Tight upper bounds for expressivity of one-dimensional deep ReLU networks
In this talk we are concerned with the expressivity power of deep ReLU neural networks. We will particularly discuss the one-dimensional setting. We consider a fully connected feed-forward ReLU network with $L\ge 2$ hidden layers of variable width $n_{\ell}$, $\ell=1, \ldots L$, and with $n_{1} = n_{L+1} =1$.

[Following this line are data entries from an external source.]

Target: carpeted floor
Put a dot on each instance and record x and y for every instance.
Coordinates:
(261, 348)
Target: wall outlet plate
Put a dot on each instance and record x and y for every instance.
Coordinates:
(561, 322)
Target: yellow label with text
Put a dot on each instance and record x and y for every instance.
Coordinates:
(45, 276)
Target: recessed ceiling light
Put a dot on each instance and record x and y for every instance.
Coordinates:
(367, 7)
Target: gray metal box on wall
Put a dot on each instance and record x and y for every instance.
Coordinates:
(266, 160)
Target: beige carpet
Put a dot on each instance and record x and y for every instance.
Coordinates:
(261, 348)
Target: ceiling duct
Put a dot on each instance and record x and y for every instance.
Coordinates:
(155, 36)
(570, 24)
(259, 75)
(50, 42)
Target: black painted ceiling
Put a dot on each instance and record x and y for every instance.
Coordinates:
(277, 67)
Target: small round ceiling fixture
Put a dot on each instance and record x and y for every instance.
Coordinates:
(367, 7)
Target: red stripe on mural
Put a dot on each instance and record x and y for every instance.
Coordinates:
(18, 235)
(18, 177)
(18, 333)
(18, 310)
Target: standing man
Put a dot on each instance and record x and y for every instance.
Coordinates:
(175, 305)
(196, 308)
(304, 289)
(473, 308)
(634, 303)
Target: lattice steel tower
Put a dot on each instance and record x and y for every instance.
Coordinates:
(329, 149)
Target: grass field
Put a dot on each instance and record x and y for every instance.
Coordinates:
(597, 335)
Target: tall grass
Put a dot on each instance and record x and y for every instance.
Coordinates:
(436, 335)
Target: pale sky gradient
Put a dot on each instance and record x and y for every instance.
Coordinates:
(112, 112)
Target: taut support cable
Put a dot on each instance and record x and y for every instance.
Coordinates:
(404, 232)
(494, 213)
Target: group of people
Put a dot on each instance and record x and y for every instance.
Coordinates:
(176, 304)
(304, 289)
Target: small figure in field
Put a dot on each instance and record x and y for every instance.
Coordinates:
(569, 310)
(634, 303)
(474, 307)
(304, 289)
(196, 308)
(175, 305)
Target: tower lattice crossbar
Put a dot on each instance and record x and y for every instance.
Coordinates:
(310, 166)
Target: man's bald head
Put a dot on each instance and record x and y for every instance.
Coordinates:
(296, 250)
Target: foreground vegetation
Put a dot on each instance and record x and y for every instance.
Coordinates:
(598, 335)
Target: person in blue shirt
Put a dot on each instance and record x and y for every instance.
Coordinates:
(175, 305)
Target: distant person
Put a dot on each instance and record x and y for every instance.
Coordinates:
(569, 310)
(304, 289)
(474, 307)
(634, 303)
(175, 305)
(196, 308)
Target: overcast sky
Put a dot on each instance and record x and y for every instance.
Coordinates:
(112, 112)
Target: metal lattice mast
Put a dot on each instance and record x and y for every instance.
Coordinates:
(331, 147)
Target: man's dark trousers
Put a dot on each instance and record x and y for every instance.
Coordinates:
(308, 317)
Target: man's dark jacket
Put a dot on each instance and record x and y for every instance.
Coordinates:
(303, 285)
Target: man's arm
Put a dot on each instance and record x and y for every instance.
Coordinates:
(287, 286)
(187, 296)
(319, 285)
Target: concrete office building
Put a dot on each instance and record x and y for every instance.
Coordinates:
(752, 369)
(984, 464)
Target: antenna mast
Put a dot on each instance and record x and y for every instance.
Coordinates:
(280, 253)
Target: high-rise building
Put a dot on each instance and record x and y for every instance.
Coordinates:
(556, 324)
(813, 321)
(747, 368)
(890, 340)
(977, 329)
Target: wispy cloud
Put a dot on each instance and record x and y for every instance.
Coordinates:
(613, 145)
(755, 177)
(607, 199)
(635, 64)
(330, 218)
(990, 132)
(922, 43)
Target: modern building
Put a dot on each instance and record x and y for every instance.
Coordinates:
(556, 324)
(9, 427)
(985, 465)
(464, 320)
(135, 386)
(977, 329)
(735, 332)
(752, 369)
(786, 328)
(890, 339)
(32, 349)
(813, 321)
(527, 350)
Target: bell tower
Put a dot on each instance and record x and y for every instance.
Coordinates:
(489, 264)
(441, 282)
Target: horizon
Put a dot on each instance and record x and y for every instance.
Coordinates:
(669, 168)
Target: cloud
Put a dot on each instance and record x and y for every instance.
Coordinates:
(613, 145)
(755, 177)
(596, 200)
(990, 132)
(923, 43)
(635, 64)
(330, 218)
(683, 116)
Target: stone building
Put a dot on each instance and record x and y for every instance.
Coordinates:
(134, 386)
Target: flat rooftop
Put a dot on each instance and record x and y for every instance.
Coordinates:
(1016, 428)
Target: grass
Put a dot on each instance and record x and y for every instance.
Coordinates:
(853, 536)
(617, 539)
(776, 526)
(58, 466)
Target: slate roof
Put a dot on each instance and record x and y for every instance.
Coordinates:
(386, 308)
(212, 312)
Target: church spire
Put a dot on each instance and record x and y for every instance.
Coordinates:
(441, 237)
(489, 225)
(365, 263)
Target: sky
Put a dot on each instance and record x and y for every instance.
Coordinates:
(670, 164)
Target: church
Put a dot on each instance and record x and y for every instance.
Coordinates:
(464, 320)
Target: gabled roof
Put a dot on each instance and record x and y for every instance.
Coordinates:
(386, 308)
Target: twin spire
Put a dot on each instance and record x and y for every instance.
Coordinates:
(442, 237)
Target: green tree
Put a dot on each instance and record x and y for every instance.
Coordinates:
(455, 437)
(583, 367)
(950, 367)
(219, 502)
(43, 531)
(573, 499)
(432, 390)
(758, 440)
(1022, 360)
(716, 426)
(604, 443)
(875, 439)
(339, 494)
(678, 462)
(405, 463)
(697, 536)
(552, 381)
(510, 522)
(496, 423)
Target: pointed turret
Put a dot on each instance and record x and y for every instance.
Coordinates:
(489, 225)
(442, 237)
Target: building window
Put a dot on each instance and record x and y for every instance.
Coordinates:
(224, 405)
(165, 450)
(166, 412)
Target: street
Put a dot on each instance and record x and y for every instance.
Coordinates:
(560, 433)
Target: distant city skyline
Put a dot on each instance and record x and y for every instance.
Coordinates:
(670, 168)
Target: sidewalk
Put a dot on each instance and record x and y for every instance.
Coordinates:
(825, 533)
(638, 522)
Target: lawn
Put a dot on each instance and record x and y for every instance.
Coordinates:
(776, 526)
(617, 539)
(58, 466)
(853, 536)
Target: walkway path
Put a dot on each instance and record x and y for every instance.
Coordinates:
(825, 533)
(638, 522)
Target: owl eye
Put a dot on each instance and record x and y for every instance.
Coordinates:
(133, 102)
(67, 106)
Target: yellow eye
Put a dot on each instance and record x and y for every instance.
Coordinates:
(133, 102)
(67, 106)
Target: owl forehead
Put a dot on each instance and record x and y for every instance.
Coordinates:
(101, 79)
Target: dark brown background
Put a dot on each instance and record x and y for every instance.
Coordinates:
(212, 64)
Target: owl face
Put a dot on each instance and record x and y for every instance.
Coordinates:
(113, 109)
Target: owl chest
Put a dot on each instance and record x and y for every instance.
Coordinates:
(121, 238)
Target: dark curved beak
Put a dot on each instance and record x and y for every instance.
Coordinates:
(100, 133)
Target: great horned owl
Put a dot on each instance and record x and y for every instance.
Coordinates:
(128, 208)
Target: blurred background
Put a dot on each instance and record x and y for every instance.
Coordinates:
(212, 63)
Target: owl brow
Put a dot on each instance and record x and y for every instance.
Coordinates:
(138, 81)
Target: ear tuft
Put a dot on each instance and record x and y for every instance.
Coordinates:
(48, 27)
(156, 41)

In this talk we will provide a constructive method to transfer the deep ReLU model into a free-knot linear spline model $f(t) = (a_{0}t + b_{0}) + \sum_{j=1}^{N} \alpha_{j} \, \sigma(t - x_{j})$, where $\sigma(t) := \max\{ t,0\}$. Thereby we will answer the following questions: What is the highest number of achievable breakpoints of a deep ReLU-NN model function? How to construct a deep ReLU-NN (with $L \ge 2$) with highest possible number of prescribed breakpoints? How to construct a deep ReLU-NN that exactly presents an arbitrary fixed free-knot spline $f$ with $N$ breakpoints? Can we construct deep ReLU-NN's with $N$ prescribed breakpoints or even a prescribed spline function $f$ as above, where $N$ exceeds the number of free parameters of the ReLU-NN? Our results improve recent results in Daubechies et al. (2022) in this regard.
These results have be obtained jointly with Yurii Kolomoitsev and Yannick Riebe (University of Goettingen).